Sunday, March 7, 2010

Plagiarism, Part II

I suppose it's get off my lawn time.

Richard Posner, in his book "The Little Book of Plagiarism," points out that with the advent of digital technology, it's become increasingly easy to catch plagiarists. I'm concerned, however, with his light treatment of the ease with which today's digital environment facilitates plagiarism. He does mention paper mills -- where students can go to buy papers to turn in at school, and focuses on Turnitin, a software program developed to catch digital-age plagiarists. I'm concerned, though, that in the academic world, he's left too many shades of grey, offering loopholes to student plagiarists who don't view what they're doing as plagiarism.

We have a friend who teaches English at a private university. The last time we talked with her, she lamented about a student who had been caught plagiarizing not only the papers he was to turn in for the class, but also the personal journal entries he was to have written throughout the semester in order to pass the class. He stole someone else's personal journal entries and tried to pass them off as his own, and saw nothing wrong with his theft until he was caught. Then, of course, the traditional plagiarists' excuses came out: He was too busy to do the work himself. Now, how hard is it to sit down for five or ten minutes a day and record personal thoughts? Well, pretty hard, I suppose, if you've blown off the assignment a whole semester and have to catch up in a day or two in order to get a good grade. That's sad.

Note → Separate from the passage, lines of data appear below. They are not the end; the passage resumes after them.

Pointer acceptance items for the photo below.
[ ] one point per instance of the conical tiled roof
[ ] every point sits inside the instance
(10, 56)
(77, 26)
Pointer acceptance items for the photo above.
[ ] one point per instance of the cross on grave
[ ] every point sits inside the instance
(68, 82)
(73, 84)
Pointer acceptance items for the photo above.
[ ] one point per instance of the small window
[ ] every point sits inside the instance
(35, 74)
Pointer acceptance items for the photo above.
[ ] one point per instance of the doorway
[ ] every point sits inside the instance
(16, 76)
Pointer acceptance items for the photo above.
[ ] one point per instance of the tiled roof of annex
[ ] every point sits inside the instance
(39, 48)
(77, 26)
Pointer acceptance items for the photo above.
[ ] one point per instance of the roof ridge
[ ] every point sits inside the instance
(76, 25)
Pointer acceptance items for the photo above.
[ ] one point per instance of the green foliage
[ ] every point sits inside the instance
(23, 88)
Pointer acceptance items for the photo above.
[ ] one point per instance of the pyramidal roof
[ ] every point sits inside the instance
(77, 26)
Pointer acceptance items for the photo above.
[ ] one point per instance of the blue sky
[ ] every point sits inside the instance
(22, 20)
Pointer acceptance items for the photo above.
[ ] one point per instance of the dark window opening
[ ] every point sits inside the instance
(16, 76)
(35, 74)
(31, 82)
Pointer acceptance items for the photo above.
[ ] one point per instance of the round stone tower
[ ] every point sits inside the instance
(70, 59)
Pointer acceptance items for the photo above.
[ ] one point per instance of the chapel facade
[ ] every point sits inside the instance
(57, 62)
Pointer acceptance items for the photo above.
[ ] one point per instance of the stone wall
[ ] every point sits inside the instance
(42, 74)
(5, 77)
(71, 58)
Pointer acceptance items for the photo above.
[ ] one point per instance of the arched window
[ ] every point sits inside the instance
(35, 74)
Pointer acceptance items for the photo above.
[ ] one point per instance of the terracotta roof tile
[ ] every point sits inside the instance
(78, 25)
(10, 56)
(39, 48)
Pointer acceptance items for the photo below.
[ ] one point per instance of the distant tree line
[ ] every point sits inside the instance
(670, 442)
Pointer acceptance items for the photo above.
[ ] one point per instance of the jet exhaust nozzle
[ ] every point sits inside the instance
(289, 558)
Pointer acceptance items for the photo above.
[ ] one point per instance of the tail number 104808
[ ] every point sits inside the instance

What's also odd about Posner's treatment of plagiarism in the book is that he leaves out personal consequences, never once -- at least I think never once -- mentioning the concepts of guilt or remorse. Are we to the point that those caught plagiarizing do not feel badly for the stupidity they've performed? Or, in a treatise of this magnitude, do personal responsibility and remorse not have a place? Or pride. Pride in a job well done, well cited, creative if not necessarilyoriginal? That's the kind of thing that keeps me from cheating or plagiarizing. I want to know, like Edmond Rostand's Crano de Bergerac, that I rose, if not high, at least alone.